The Robonaut Hand (figure 1) has a total offourteen degrees of freedom. It consists of a forearm which houses the motorsand drive electronics, a two degree of freedom wrist, and a five finger, twelvedegree of freedom hand. The forearm, which measures four inches in diameter atits base and is approximately eight inches long, houses all fourteen motors, 12separate circuit boards, and all of the wiring for the hand. Y= Figure 2: Handcomponents The hand itself is broken down into two sections (figure 2): adexterous work set which is used for manipulation, and a grasping set whichallows the hand to maintain a stable grasp while manipulating or actuating agiven object. This is an essential feature for tool use [13]. The dexterous setconsists of two three degree of freedom fingers (pointer and index) and a threedegree of freedom opposable thumb. The grasping set consists of two, one degreeof freedom fingers (ring and pinkie) and a palm degree of freedom. All of thefingers are shock mounted into the palm (figure 2). In order to match the sizeof an astronaut's gloved hand, the motors are mounted outside the hand, andmechanical power is transmitted through a flexible drive train. Past handdesigns [2,3] have used tendon drives which utilize complex pulley systems orsheathes, both of which pose serious wear and reliability problems when used inthe EVA space environment.

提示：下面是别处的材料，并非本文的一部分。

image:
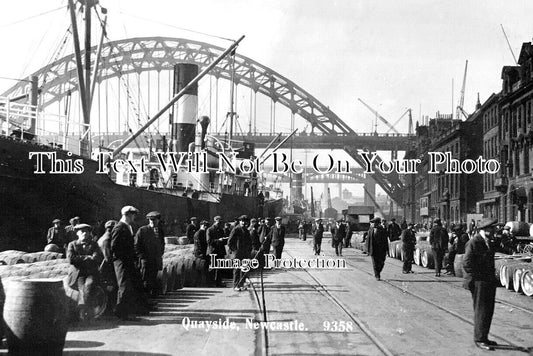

To avoid the problems associated with tendons, thehand uses flex shafts to transmit power from the motors in the forearm to the fingers. The rotary motionof the flex shafts is converted to linear motion in the hand using smallmodular leadscre was semblies. The result is acompact yet rugged drive train.Over all the hand is equipped with forty-three sensors not including tactilesensing. Each joint is equipped with embedded absolute position sensors andeach motor is  equipped with incrementalencoders. Each of the leadscrew assemblies as well as the wristball joint linksare instrumented as load cells to provide force feedback.